BPD Nanga Taman Temukan Sembilan Proyek Fiktif
Dalam 9 poin dugaan penyimpangan itu adalah proyek rehap jembatan, jalan, dan Rabat beton aset desa.
Penulis: Rivaldi Ade Musliadi | Editor: Mirna Tribun
TRIBUNPONTIANAK.CO.ID, SEKADAU - Sebanyak 9 proyek dan pengadaan yang janggal yang dilakukan oleh kepala desa Nanga Taman, ditemukan oleh Badan Permusyawaratan Desa (BPD) Kecamatan Nanga Taman. Hal itu disampaikan anggota BPD Nanga Taman Abang Zambi Rambia.
Ia mengatakan, dalam 9 poin dugaan penyimpangan itu adalah proyek rehap jembatan, jalan, dan Rabat beton aset desa.
“Yang pertama yang kami melihat adanya kejanggalan pada bantuan AC kepada masjid Al-Muttahidin Nanga Taman sebesar Rp. 20 Juta, lalu bantuan pengerasan halaman TK Taman Insani yang merupakan aset desa sebesar Rp 19 Juta, kemudian sarana olahraga masyarakat sebesar Rp 11 Juta yang tidak dibantu kepada perkumpulan olahraga di Nanga Taman,” ujarnya.
Tidak hanya itu, ia juga dengan timnya menulusuri kejanggalan yang lain yaitu bantuan fasilitas kesenian sebesar Rp 11 Juta, dan bantuan ini juga sudah diadakan juga pada 2014 lalu, namun belum ada bantuan hingga saat ini.

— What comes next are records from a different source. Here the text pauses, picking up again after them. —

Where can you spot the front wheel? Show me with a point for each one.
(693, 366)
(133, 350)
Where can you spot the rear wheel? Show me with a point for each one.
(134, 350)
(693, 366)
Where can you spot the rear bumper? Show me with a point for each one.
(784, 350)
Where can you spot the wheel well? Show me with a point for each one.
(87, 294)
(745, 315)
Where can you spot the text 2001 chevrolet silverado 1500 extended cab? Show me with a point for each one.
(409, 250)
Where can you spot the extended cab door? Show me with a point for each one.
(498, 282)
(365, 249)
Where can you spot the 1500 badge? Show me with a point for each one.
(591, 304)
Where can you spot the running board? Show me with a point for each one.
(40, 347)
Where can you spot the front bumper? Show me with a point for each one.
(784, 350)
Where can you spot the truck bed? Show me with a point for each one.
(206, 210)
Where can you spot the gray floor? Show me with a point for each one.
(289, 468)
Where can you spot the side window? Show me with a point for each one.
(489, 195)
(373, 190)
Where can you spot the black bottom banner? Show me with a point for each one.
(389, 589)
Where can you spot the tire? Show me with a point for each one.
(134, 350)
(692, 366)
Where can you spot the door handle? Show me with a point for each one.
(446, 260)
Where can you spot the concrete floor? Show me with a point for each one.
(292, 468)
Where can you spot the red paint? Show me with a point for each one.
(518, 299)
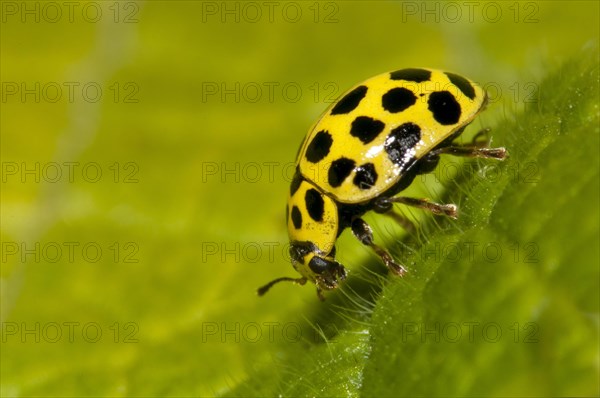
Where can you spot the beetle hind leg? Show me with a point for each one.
(364, 234)
(450, 210)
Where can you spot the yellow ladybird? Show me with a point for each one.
(365, 149)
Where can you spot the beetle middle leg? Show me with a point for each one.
(364, 234)
(450, 210)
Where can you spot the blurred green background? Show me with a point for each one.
(146, 151)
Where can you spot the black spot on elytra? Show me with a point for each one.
(296, 181)
(444, 107)
(340, 170)
(318, 265)
(401, 140)
(398, 99)
(350, 101)
(366, 129)
(296, 217)
(463, 84)
(366, 176)
(411, 75)
(314, 204)
(319, 147)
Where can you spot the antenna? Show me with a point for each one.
(262, 290)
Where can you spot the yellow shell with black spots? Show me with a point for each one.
(312, 216)
(364, 143)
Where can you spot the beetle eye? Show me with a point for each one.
(318, 265)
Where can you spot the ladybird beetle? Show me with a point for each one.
(365, 149)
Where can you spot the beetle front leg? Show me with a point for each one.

”Kasus yang lainnya seperti pelebaran jalan seberang sekadau dengan panjang 200 meter sebesar Rp. 21 Juta. Jalan pepe Rabat beton sebesar Rp. 17 Juta, untuk program ini ada indikasi jalan itu sudah di klaim pihak PPIP yang membangun, tetapi jalan itu masuk dalam draf laporan anggaran tahun 2015 desa Nanga Taman. Kemudian jalan Balai dengan panjang 66 meter dengan biaya sebesar Rp. 17 Juta, dan jalan itu juga adalah program PPIP tetapi dimasukan dalam draf anggaran desa 2015,” bebernya.
Program lainnya, lanjut Abang Zambi, untuk merehab habis jembatan gantung di Sungai Sekadau dengan biaya Rp. 14 Juta, tetapi kenyataan jembatan itu masih bagus.
“Dan kasus terakhir adalah pembangunan pasar desa (rehab), dianggarkan hanya 3 pintu tetapi dikerjakan 4 pintu sehingga berdampak pada mandetnya pengerjaan tidak selesai 100 persen, pembangunan yang mandet di antaranya WC, lantai, dek, dengan biaya Rp 200 Juta. Dan ada juga kasus pemalsuan tanda tangan dalam pengesahan APBDes,” jelasnya.
Untuk itu ia berharap, kepala desa bisa bertanggungjawab atas apa yang telah ia perbuat, dan dirinya bersama anggota BPD lain menginginkan adanya keterbukaan dari kades tentang kasus tersebut.